What are some of the important factors in making a decision such as this one?
- Outsourcing does not reduce the responsibility for managing the process or the outcomes. There is still a mangement and coordination function that would need to be performed. NASA would need to make certain that its subcontractors’ product development and other key business processes are robust and can produce the required outcomes. NASA would need to be able to orchestrate supplier schedules and input so that the project comes together as planned. According to the WSJ, the advisory panel members have expressed concern about NASA’s “hand-off approach” in allowing development of private cargo spaceships. Outsourcing does not mean hands off. Successful outsourcing, especially in real mission-critical products, must be decidedly hands on.
- Contracting in this environment would be extremely complex. Liabilities seem problemmatic. Who is responsible if a rocket blows up and kills people? But on the other hand, if the private contractor is not liable, can NASA take on the liabilities for unproven technologies and unknown supplier performance to contract?
- Sole source issues. What are the incentives to a private firm to invest in technologies so specific to NASA that they might be totally captive to it and might be driven out of business by changing political winds (if the program is reduced or disbanded) or by having no other customers of its products. Or, if NASA finds a subcontractor incompetent or not meeting expectations, how can they fire them? What would be the alternatives?
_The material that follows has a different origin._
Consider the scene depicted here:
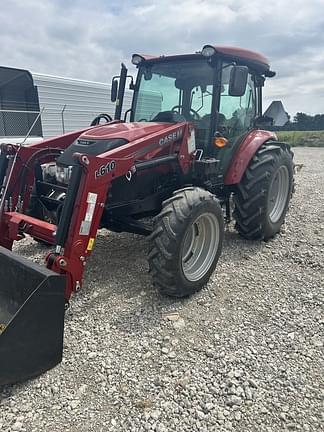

- Protection of intellectual property. How can NASA be certain of not losing any of the intellectual property and technological capabilities to entities outside the U.S.?
Whether or not NASA outsources, the buck still stops with them. They still need the skills to manage the development of complex technologies, either internally or externally. It just seems that the risks are higher if these activities are external. The public sector has always held the private sector as the role model to be emulated when running a business. Recent events in the financial sector have again proven that idea a myth. Boeing’s challenges in managing its suppliers in a technologically complex product design, development and manufacturing scenario should provide a cautionary tale to NASA and the government about taking on such technologically challenging and complex outsourcing.